Additional chapters in the book show us that there are sex differences in all areas of arrhythmia management. Women are particularly prone to orthostatic intolerance; medical management of their symptoms can be challenging. I found Celina Yong and Karen Friday’s chapter on syncope and postural orthostatic tachycardia syndrome to be very well organized. It provides helpful information, even for those who feel they are experts on the subject. The authors describe the different mechanisms of orthostatic intolerance, and provide therapeutic options for each type. In their chapter on sudden cardiac death, Laura Gravelin and Rachel Lampert point out sex differences in the epidemiology, arrhythmic substrate, and triggers of ventricular arrhythmias. They also discuss the difficulties of risk stratification and risk reduction in women. The chapters on pacing, defibrillator, and resynchronization therapies by Andrea Russo, Judith Mackall, and Yong-Mei Cha contain a number of useful figures and tables. I especially like the table of cardiac resynchronization trials with the percentage of women in each trial and the sex differences in efficacy. This book also includes a chapter by Ulrika Birgersdotter-Green and Margaret Lloyd on lead extraction as it relates to women. A discussion on genetic differences of arrhythmias in women has not been left out. In Ohad Ziv and Elizabeth Kaufman’s chapter on this subject, there is an informative discussion on the appropriate use of genetic testing.
This book has a couple of unexpected bonus chapters. One focuses on ethnic differences in women around the world.
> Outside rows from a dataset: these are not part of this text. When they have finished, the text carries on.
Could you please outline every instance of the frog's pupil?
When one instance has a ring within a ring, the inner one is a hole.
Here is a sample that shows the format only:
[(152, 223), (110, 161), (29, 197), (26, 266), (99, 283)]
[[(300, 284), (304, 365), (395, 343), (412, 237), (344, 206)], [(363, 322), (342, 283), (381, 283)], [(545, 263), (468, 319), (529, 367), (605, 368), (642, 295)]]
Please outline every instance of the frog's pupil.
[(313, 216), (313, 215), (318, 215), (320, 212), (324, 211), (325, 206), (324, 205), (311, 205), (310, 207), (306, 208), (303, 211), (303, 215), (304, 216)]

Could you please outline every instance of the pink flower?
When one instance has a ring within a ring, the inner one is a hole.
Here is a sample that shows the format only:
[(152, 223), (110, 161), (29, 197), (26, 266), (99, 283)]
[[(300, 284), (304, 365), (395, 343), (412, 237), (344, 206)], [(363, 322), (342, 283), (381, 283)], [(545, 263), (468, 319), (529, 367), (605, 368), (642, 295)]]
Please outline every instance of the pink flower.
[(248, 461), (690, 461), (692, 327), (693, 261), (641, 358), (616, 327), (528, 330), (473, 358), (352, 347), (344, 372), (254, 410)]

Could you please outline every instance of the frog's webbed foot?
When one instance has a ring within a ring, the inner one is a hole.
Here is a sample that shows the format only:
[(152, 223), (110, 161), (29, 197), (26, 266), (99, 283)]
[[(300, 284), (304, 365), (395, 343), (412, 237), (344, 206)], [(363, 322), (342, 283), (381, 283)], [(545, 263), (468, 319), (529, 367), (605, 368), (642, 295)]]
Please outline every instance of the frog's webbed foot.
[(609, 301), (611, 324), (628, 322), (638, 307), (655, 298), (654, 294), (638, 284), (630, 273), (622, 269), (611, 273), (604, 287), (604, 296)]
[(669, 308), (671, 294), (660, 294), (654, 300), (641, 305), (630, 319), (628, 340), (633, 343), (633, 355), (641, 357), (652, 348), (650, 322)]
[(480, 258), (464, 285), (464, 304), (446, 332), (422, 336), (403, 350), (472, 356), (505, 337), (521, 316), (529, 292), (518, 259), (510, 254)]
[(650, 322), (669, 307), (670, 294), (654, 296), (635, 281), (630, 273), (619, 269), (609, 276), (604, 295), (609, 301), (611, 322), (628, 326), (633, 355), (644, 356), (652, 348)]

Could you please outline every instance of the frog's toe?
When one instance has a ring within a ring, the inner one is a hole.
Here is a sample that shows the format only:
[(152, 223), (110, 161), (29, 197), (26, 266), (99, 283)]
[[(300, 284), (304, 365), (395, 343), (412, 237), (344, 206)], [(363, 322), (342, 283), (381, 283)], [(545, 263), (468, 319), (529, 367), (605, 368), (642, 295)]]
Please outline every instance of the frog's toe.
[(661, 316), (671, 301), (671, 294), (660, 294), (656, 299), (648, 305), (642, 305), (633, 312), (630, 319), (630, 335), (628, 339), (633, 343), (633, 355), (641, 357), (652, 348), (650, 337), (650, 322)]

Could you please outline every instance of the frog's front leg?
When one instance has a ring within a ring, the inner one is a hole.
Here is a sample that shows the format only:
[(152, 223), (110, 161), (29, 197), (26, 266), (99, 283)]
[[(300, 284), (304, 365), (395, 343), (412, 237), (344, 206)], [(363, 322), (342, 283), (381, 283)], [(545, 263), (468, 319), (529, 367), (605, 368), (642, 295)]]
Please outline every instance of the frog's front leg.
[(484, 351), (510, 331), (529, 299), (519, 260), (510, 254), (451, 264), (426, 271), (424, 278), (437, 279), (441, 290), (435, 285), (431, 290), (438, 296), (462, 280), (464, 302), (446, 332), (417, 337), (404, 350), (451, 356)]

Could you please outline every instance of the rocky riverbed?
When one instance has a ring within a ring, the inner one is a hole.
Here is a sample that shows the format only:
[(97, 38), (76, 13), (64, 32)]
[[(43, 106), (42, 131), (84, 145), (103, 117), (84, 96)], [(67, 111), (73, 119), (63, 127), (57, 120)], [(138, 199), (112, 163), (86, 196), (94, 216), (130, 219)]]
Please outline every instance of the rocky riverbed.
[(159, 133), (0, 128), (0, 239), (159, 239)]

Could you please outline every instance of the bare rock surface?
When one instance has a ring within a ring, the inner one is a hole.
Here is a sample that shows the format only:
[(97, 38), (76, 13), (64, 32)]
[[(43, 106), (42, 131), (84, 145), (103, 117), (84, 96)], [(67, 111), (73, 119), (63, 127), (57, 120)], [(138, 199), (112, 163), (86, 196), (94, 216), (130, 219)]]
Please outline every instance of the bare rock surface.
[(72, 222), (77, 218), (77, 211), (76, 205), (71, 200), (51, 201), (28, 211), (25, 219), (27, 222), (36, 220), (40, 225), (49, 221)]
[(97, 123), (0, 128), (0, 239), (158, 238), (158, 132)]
In their summary, Uma Srivatsa and Amparo Villablanca offer suggestions for possible research opportunities. I found the chapter on the development of the first women’s heart clinic surprisingly interesting. Darcy Theisen and Bobbi Hoppe have written about their experience, which makes for an excellent blueprint for any group who wants to start their own successful clinic. Anyone who reads this chapter will be inspired and motivated to make changes in their practice site.
Although there have been books devoted to heart disease in women, none before Arrhythmias in Women has covered electrophysiology exclusively. The authors and editors have succeeded in presenting the data in an easily digestible fashion, and have covered the important issues and barriers relating to the treatment of arrhythmias in women. I recommend this book as a good resource not only for electrophysiologists, but for any physician or health professional caring for women with arrhythmias. It does not cover the basic concepts of electrophysiology, but it does offer a sex-based approach to arrhythmia management. It is written in such a way that it can be understood by professionals of differing backgrounds. Anyone interested in clinical research in this area could certainly find ideas for projects by reading this book. The text also proposes challenges for the future and helps us consider a more personalized approach to therapy for our female patients.
Deborah L. Wolbrette, MD
Penn State Milton S. Hershey Medical Center
Penn State University College of Medicine
- © 2014 American Heart Association, Inc.